4.4 The contractor shall retain
copies of the reviewed claims, appeals, grievances, correspondence, and
related working documents, in separate files, for a period of no
less than four months following submission of audit results to the
Procuring Contracting Officer (PCO). DHA staff will review the results and
will on a regular basis audit a selected sampling of the audited/quality
review documents. The review may occur at the contractor’s site
or at a location specified by DHA. The contractor shall provide all
documentation supporting this review within 10 calendar days of
a DHA request.
5.0
Staff
Training Program
The contractor shall develop
and implement a formal initial and ongoing staff training program including
training on program updates as they occur, to ensure a high quality
of service to beneficiaries and providers. Such training shall include
mandatory, documented training in Confidentiality of Patient Records
(42 United States Code (USC) [290dd-3]) requirements (see
Section 5). The contractor shall not only
provide education on these requirements but must document the personnel
files of the staff members who receive the training. Centralized
documentation shall also be maintained of the training session agendas,
identity of attendees, actual dates and duration of training sessions,
etc. The contractor is also responsible for ensuring that subcontractor
staff is fully trained.
6.0 Internal
Audits And Management Control Programs
Using
its corporate internal review capability, the contractor is responsible
for verifying that accounting data are correct, reliable and comply
with all Government accounting standards and requirements. The contractor’s
corporate internal review staff must conduct regular, routine reviews
to ensure proper monitoring in the areas of finance, financial accounting,
internal controls, special checks issued and returned, and selected
history maintenance transactions for possible fraud or abuse.
7.0 Beneficiary
Surveys
In accordance with Department of
Defense Instruction (DoDI) 1100.13, and Health Affairs Policy Memorandum
97-012, surveys of military members, retirees and their families
must be approved and licensed through issuance of a Report Control
Symbol (RCS).
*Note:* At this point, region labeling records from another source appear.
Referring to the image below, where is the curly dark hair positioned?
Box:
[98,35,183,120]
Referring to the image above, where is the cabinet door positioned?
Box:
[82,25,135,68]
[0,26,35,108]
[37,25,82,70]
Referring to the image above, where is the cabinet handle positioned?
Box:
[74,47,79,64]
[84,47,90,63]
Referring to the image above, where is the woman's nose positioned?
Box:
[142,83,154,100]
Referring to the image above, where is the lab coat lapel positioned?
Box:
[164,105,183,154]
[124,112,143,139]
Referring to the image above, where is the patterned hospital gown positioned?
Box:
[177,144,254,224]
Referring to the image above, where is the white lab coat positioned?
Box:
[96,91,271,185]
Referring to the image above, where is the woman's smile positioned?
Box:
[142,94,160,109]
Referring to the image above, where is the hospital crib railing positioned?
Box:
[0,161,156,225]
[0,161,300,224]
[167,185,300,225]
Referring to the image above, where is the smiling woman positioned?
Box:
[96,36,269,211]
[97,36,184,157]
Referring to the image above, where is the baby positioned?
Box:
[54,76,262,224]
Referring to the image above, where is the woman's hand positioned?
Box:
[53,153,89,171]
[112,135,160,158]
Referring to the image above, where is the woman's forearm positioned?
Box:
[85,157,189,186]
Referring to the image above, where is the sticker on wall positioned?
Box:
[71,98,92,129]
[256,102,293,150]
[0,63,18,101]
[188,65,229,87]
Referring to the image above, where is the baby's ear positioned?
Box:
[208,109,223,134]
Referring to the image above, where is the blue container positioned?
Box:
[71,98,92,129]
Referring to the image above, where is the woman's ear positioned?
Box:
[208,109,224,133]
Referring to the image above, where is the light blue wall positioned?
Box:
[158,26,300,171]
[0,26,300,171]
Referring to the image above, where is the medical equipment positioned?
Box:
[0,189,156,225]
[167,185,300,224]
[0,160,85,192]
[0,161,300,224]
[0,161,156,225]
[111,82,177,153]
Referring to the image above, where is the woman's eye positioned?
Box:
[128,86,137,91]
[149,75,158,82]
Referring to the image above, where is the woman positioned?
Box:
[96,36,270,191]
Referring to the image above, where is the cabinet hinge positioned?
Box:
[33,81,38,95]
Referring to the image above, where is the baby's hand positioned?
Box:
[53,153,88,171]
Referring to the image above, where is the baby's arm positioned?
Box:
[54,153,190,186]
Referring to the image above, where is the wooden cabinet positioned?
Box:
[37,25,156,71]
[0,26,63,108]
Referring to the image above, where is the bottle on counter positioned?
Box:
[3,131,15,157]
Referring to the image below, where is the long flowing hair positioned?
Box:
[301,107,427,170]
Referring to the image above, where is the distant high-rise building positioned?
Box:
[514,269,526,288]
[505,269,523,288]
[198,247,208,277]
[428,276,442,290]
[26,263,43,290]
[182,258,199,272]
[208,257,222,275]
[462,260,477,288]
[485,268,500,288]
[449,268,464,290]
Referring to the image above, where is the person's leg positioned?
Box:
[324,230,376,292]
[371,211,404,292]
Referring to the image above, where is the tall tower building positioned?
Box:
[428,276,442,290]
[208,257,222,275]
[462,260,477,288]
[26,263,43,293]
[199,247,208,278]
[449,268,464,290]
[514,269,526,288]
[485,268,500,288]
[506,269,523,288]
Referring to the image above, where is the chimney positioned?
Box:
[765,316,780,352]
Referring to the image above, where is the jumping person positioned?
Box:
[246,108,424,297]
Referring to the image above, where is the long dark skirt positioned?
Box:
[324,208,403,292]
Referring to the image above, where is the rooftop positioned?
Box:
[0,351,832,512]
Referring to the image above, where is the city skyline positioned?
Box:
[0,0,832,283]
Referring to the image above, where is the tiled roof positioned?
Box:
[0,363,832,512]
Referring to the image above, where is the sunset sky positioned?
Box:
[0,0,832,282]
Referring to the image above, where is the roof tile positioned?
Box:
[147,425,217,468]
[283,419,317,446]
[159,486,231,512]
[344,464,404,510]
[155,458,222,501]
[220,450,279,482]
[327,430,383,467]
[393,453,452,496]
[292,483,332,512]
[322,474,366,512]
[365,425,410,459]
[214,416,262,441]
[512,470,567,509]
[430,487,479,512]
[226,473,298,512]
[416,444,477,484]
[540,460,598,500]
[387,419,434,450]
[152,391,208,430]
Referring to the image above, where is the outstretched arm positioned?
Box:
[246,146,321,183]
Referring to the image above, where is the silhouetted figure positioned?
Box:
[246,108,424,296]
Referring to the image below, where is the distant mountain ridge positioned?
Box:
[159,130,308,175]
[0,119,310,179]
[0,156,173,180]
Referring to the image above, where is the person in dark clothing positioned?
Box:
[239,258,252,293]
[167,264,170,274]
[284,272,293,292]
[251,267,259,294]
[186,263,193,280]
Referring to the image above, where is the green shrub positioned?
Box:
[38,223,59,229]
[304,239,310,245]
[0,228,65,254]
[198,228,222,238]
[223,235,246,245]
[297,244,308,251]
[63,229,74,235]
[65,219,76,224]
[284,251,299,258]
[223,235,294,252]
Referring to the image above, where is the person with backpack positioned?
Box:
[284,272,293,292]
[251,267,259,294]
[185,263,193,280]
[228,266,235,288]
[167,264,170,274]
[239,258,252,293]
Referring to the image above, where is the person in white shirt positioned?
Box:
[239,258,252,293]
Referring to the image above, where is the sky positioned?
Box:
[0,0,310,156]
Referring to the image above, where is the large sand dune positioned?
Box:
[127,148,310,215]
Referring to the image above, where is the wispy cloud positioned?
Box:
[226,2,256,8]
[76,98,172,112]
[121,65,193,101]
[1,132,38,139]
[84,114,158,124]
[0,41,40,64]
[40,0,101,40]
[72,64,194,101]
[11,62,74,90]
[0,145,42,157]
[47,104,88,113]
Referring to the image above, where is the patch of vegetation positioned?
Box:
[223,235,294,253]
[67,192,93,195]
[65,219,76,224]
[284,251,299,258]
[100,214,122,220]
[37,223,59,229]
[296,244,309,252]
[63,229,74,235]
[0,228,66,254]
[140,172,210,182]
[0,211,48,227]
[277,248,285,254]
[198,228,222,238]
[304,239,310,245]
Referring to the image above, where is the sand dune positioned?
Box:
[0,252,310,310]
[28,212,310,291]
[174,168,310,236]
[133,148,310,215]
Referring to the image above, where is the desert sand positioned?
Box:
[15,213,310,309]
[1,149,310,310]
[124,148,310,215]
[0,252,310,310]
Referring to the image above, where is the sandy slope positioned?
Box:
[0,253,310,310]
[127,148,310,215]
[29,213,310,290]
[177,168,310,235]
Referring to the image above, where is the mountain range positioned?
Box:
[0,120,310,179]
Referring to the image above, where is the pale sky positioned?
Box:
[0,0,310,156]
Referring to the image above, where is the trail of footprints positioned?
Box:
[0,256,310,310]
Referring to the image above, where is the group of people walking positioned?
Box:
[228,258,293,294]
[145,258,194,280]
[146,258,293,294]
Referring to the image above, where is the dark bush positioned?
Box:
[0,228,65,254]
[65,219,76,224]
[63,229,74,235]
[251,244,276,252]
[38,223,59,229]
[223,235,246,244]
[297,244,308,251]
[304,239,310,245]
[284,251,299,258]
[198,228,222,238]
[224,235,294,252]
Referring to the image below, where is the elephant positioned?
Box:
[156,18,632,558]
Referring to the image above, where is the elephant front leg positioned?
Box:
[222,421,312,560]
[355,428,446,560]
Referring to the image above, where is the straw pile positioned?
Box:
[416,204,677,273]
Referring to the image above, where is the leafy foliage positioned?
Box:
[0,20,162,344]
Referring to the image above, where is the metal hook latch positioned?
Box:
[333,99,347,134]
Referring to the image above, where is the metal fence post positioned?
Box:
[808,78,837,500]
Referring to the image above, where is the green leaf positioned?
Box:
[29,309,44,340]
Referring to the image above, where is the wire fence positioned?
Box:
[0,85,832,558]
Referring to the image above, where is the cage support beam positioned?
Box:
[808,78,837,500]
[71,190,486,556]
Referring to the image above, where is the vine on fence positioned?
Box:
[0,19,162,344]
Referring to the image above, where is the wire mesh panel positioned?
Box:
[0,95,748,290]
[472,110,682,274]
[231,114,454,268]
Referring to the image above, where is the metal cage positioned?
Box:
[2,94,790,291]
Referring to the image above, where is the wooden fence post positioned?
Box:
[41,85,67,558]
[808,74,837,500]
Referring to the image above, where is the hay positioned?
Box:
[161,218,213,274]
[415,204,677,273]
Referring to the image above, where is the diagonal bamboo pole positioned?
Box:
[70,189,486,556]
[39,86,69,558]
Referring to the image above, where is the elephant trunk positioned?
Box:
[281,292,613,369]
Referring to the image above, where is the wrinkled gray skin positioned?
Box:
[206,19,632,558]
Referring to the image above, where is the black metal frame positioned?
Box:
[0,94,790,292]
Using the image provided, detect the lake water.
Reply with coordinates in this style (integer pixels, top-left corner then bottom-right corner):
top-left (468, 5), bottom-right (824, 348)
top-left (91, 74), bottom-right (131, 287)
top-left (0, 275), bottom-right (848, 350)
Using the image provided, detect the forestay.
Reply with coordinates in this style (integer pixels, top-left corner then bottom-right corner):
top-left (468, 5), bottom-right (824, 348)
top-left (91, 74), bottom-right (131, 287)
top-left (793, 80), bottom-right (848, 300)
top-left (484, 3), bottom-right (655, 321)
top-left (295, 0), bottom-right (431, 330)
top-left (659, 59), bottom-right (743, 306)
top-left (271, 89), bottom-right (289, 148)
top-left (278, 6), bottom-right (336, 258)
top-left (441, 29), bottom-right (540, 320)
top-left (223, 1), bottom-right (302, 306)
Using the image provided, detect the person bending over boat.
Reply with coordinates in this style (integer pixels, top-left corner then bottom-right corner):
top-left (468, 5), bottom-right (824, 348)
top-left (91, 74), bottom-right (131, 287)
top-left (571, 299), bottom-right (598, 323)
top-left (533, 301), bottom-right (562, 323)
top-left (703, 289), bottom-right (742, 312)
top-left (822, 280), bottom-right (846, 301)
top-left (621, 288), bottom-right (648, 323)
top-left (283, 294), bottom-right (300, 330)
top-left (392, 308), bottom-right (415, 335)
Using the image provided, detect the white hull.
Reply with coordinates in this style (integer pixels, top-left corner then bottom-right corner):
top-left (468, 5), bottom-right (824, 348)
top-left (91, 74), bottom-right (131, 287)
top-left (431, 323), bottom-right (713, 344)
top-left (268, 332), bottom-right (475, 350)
Contractors shall not conduct written or telephonic
beneficiary surveys without the approval of the DHA Decision Support
Division (DSD). DHA has an ongoing survey research and analysis
program which includes periodic population-based and encounter-based
surveys of DoD beneficiaries. The surveys address beneficiary information
seeking strategies and preferences, health status, use of care,
satisfaction with military and civilian care, and attitudes toward
TRICARE. The data are collected at the Prime Service Area (PSA)
level and can be aggregated to the regional level. Regional reports
containing PSA data are available through the Director, TRICARE
Regional Offices (TROs)/Program Office. Contractors shall work with
the Director, TROs/Program Offices to define both their ongoing
and special purpose requirements for survey data. Contractors with
special needs not met by an existing instrument may submit surveys,
sampling plans, and cost estimates through the Director, TROs/Program
Office to the DHA, DSD, for approval and licensing.